Christie does not provide an attribution for this quote. I thought perhaps she herself had invented it. But it turns out to be one of the sayings of Ptah-hotep:
The Maxims of Ptahhotep or Instruction of Ptahhotep is an ancient Egyptian literary composition based on the Vizier Ptahhotep’s wisdom and experiences. The Instructions were composed by the Vizier Ptahhotep around 2375-2350 BC, during the rule of King Djedkare Isesi of the Fifth Dynasty.[1] The text was discovered in Thebes in 1847 by Egyptologist M. Prisse d’Avennes.[2] The Instructions of Ptahhotep are called wisdom literature, specifically under the genre of Instructions that teach something.[3] There are four copies of the Instructions, and the only complete version, Papyrus Prisse, is located in the Bibliothèque Nationale in Paris. (Wikipedia)

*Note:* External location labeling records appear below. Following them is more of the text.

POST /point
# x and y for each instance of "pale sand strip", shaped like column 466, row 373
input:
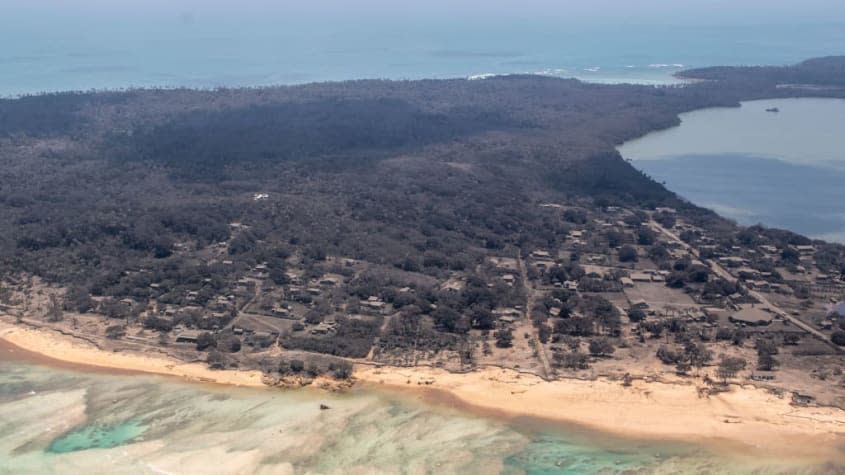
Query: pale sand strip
column 69, row 350
column 747, row 415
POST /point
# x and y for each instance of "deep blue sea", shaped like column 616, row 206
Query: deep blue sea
column 60, row 47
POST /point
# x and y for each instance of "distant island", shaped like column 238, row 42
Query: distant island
column 407, row 233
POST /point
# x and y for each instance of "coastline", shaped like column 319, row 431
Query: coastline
column 745, row 418
column 51, row 347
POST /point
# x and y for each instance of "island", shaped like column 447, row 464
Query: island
column 480, row 240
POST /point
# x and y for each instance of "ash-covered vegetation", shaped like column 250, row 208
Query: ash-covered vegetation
column 386, row 220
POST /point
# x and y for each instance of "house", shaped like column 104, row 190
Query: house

Here is the complete quotation:
If you would prolong friendship in a house to which you have admittance, as master, or as brother, or as friend, into whatsoever place you enter, beware of approaching the women. It is not good in the place where this is done. Men are made fools by their gleaming limbs of carnelian. A trifle, a little, a likeness of a dream, and death comes as the end of knowing her.
The title of this post is taken from a translation of the first Hekanakht Letter. More of this text can be found on the Metropolitan Museum of Art website.
This is a tomb painting of Nefertari. I like to think that with her placid, far-seeing beauty, this young woman looks a bit like Renisenb.